By: Kuljit Grewal  |   June 19th, 2012   |   Business, News, Social Media

According to several sources (including The New York Times), Swedish music service Spotify could be raising up to $220M in a new round of funding led by large investment bank Goldman Sachs, who would foot 50% of that total. Although the deal is highly hush hush at this point, Spotify seems to still be in talks with other prominent venture capital firms, meaning that the total funding in question could change moving forward.

 

Following an impressive $100M raise last year, the money being thrown Spotify’s way could value the company at $4 billion, making it another member of the growing billion dollar tech club that has commenced since Facebook’s acquisition of Instagr.am and their subsequent IPO last month.  The club may also include newly minted Pinterest, a rapidly growing photo sharing website that has seen itself rise to prominence and be justified in doing so thanks to a recent $100M raise from Japanese retail firm Rakuten and several heavy hitting VCs.
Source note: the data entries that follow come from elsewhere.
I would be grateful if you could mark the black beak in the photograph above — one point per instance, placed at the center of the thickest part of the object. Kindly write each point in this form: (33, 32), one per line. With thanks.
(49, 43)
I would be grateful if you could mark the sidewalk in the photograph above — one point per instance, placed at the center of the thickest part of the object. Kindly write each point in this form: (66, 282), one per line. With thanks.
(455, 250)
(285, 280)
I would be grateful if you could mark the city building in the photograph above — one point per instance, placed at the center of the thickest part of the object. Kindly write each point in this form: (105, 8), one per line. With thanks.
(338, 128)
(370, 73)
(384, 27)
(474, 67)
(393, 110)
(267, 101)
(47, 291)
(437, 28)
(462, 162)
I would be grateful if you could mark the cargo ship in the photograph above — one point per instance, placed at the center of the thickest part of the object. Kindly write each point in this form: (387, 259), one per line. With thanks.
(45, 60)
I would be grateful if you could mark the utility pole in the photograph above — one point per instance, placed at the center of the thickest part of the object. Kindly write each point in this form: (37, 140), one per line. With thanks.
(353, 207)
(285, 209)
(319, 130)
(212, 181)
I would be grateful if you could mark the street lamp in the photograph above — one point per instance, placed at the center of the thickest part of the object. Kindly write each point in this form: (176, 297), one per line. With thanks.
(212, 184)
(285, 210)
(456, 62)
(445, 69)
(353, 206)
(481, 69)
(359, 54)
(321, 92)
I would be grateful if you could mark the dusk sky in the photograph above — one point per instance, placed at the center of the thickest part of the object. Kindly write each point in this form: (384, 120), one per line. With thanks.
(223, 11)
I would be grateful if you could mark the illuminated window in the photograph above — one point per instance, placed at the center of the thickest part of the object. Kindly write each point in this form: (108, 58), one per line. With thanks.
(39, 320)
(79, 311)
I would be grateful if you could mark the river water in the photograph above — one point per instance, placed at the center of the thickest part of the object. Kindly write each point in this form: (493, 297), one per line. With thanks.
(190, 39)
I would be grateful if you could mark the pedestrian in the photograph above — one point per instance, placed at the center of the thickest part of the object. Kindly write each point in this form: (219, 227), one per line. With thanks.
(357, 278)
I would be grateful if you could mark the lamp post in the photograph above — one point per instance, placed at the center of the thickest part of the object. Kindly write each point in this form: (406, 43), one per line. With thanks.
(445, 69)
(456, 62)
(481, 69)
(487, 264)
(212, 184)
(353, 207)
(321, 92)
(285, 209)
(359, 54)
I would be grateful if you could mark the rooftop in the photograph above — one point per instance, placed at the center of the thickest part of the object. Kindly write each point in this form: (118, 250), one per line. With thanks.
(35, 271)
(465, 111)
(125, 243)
At that level of financing, Pinterest would be worth a cool $1.5 billion.

 

The common thread among all the aforementioned companies is their social element, which is further intensified by the fact that they all rely heavily on Facebook and its social reach to acquire and maintain their ever-growing client bases. For example, Spotify, which was founded in Sweden in 2006 and gained some steam throughout Europe since, was not made available in the U.S. until last year. This was due in large part to some snags in negotiating with several recording labels regarding profit sharing and rights. Since that time however, the service has grown rapidly, thanks in large part to its integration into Facebook, which allows users to share their playlists with friends.

 

Spotify is one of many companies that rely on a subscription based freemium model, allowing users to access a limited stream of digital music from the record labels and artists that they have agreements with. The content is ad-supported for all free users, while those who elect to pay for their subscription can stream their content ad-free based on a tiered fee system.

 

Although we are more than happy for entrepreneurs as their companies reach these astronomical valuations, it is difficult to understand how companies are reaching these figures without posting profits or possessing the profit models to do so. Spotify for example, showed a net loss of $60M last year as they grew internationally, and will most likely find themselves in the red once again this year despite a projected revenue total of $889M. We do not blame the cautious among our readers if flashes of “tech bubble 2.0” come popping into their heads.